The service by Hapag-Lloyd AG, which starts in February, will boost container traffic at the port of Baltimore by roughly 10 percent, increasing the number of waterfront jobs and further raising the region's profile within the maritime industry, state officials said.
"An agreement like this is very difficult to land in a lousy world economy," said James White, executive director of the Maryland Port Administration. "This is very good news."
A spokesman for the Virginia-based American Association of Port Authorities agreed.
"In this economy, that's a big deal, a reason to celebrate," said Aaron Ellis of the projected 10 percent increase in container traffic. "It's not just an expansion of an existing relationship, it's a whole new relationship for them."
The agreement was hailed by Gov. Martin O'Malley, who called it "outstanding news" for the port's workforce and evidence that the state's financial investment in the port was worth it.
Hapag-Lloyd, based in Hamburg, Germany, is the fifth-largest container company in the world. It has a fleet of 140 ships and moves nearly 5 million containers annually. The firm operates in 114 nations, according to its website. By adding the company, the port of Baltimore can boast of having three of the world's top five container companies using its terminals.
Being the first U.S. port of call means Baltimore will get the lion's share of manufactured goods being offloaded and will be the conduit for U.S. goods destined for Central America and farther south, White said.
"It is a growing, emerging market in the world economy," he said of the Central and Latin American markets.
South America is the destination for 19 percent of the port's exports, while Europe accounts for 47 percent of imports.
Hapag-Lloyd's new route, called "Gulf of Mexico Express," will begin in England and make stops in France, Belgium and Germany before coming to Baltimore. From here, ships will make two stops in Mexico, then travel north to Houston, New Orleans and Charleston, S.C.
For stevedores and other workers at the Seagirt Marine Terminal, operated by Ports America Chesapeake, the additional containers will serve as a warmup for the expected arrival of the so-called post-Panamax ships, the world's largest cargo vessels that will use the Panama Canal after a widening project is completed in 2014.
"We all know that once the Panama Canal is done we're going to get a lot more container traffic than what we're handling today. But we didn't want to rest on that," White said. "Our short-term goal was to get a carrier that we didn't have in our business portfolio to come here now so they could see how good we are."
Baltimore had been trying for years to woo Hapag-Lloyd.

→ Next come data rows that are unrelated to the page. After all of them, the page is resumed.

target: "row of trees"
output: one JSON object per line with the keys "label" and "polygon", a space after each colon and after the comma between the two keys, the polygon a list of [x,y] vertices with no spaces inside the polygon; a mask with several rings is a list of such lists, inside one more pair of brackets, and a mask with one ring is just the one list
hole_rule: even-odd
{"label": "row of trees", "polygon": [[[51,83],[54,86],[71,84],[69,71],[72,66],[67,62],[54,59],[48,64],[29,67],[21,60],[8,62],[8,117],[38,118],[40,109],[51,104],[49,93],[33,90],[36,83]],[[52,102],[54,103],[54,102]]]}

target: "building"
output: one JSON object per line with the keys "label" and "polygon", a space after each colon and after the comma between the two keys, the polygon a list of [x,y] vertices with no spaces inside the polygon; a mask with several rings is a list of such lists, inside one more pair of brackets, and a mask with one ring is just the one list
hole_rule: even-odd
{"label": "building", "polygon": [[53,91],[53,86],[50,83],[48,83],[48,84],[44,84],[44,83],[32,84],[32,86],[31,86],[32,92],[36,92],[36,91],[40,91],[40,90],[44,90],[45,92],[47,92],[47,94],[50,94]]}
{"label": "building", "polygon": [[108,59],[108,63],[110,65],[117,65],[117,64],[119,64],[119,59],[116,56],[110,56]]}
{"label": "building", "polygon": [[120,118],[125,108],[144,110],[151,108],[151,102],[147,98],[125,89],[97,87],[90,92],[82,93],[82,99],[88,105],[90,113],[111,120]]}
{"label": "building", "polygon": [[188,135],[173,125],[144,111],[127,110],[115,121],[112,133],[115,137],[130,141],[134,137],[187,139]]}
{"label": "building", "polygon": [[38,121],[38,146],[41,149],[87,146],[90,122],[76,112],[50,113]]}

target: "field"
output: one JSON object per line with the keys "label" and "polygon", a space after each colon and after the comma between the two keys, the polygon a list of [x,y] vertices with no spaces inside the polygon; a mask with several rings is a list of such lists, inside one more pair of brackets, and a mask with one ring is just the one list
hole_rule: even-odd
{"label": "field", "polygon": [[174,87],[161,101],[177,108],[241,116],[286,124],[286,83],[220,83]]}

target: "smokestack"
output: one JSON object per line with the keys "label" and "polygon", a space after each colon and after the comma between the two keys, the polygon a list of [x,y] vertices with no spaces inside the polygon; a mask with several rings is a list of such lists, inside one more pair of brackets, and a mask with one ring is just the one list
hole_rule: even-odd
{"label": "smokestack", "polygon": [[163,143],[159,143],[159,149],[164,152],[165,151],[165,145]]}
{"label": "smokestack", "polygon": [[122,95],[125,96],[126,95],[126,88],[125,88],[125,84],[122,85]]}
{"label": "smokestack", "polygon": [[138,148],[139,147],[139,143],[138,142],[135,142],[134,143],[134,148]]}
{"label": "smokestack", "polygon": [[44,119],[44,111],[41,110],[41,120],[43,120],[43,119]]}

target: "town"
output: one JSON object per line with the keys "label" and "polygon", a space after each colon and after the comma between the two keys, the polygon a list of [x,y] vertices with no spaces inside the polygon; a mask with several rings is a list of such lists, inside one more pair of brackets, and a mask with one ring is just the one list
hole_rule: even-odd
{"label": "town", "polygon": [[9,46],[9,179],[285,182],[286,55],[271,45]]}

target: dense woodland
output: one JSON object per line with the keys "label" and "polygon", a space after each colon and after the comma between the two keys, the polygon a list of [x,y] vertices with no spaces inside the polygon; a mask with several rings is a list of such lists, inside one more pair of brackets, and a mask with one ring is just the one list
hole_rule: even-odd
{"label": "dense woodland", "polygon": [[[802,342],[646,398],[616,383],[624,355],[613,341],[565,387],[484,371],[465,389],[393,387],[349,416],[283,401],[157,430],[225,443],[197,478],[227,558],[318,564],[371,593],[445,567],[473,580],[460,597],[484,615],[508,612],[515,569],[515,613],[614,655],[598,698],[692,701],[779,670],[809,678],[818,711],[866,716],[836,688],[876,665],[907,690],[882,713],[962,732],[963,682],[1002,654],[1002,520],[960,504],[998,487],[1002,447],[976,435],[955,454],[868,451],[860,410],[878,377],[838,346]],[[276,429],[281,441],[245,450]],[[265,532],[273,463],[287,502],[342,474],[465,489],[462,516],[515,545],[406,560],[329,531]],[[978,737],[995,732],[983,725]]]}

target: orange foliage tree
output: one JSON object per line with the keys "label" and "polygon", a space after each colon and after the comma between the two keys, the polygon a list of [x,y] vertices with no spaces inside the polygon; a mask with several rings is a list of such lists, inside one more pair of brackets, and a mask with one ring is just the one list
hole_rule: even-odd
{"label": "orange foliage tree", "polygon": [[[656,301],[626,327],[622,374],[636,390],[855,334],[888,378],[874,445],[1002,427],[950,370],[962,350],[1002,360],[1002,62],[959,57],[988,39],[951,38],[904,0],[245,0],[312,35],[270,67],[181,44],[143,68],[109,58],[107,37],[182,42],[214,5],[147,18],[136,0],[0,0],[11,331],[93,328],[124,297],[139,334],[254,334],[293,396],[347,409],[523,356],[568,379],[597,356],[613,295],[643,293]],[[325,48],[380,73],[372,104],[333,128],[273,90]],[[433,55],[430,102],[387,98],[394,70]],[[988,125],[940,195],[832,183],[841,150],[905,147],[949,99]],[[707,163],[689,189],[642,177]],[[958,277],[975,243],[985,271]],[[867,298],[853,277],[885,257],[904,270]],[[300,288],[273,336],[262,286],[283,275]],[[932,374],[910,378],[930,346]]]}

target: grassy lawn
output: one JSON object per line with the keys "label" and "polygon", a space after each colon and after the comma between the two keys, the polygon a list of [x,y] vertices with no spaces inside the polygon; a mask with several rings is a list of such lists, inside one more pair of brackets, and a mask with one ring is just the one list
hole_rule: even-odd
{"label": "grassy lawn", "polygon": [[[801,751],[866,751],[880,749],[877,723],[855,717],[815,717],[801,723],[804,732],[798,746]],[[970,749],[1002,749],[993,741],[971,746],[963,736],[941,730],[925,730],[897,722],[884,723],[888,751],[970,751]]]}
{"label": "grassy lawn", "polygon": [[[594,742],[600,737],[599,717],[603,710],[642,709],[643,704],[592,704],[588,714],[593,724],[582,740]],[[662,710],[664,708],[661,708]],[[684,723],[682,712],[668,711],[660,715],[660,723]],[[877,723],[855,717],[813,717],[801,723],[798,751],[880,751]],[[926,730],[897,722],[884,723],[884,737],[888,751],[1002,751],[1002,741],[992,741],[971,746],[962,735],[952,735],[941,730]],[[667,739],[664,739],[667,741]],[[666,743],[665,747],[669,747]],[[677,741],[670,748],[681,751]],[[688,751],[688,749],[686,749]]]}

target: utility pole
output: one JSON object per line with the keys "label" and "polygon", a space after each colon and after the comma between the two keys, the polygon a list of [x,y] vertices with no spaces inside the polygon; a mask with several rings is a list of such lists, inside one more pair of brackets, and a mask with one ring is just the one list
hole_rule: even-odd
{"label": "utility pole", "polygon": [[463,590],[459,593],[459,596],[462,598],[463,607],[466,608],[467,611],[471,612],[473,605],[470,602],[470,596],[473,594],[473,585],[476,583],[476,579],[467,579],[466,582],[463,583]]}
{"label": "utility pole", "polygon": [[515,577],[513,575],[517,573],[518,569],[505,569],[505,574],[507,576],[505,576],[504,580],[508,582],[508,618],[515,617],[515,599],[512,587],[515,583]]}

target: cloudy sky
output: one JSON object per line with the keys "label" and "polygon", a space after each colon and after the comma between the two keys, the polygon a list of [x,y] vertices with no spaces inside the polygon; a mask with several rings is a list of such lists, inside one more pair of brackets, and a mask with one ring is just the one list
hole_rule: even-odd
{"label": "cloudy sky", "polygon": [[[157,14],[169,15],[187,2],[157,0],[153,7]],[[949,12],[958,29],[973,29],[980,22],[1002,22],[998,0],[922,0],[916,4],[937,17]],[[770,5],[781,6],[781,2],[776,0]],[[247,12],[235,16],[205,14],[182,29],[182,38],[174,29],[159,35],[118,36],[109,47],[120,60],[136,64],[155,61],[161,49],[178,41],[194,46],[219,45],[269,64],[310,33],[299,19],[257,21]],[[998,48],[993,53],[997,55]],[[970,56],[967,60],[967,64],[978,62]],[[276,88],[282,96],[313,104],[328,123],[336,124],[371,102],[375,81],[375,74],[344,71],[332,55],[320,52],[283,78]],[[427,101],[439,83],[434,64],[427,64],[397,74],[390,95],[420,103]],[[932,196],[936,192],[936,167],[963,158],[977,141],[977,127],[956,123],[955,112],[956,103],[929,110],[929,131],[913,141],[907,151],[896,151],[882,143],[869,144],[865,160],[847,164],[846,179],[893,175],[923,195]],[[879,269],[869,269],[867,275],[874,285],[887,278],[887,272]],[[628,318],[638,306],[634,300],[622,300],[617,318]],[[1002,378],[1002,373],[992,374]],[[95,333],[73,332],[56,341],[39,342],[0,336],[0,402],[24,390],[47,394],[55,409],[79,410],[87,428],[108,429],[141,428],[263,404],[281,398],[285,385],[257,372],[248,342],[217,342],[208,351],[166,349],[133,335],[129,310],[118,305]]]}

About three months ago, the company called to say it was rearranging its shipping schedule and had an opening for an Atlantic port.
Expecting intense competition from other East Coast ports, a team that included Ports America Chesapeake and CSX as well as the port of Baltimore made a presentation to Hapag-Lloyd, White said.
Ports America was able to emphasize the deep-water, post-Panamax berth and cranes, its efficiency in unloading ships and the open land next to Seagirt, on which a warehouse could be constructed. CSX outlined its $160 million commitment to finishing the National Gateway rail project, which will allow double-stacked freight trains to deliver goods to the Midwest.
Port officials promoted Baltimore's proximity to interstates and its national standing. The port is ranked 13th among 44 U.S. ports in tons of cargo handled. It leads the nation's ports in a number of categories, including farm and construction equipment, trucks and imported iron ore. It ranks second in coal exports and second in auto tonnage.
"We worked as partners and it paid off," White said.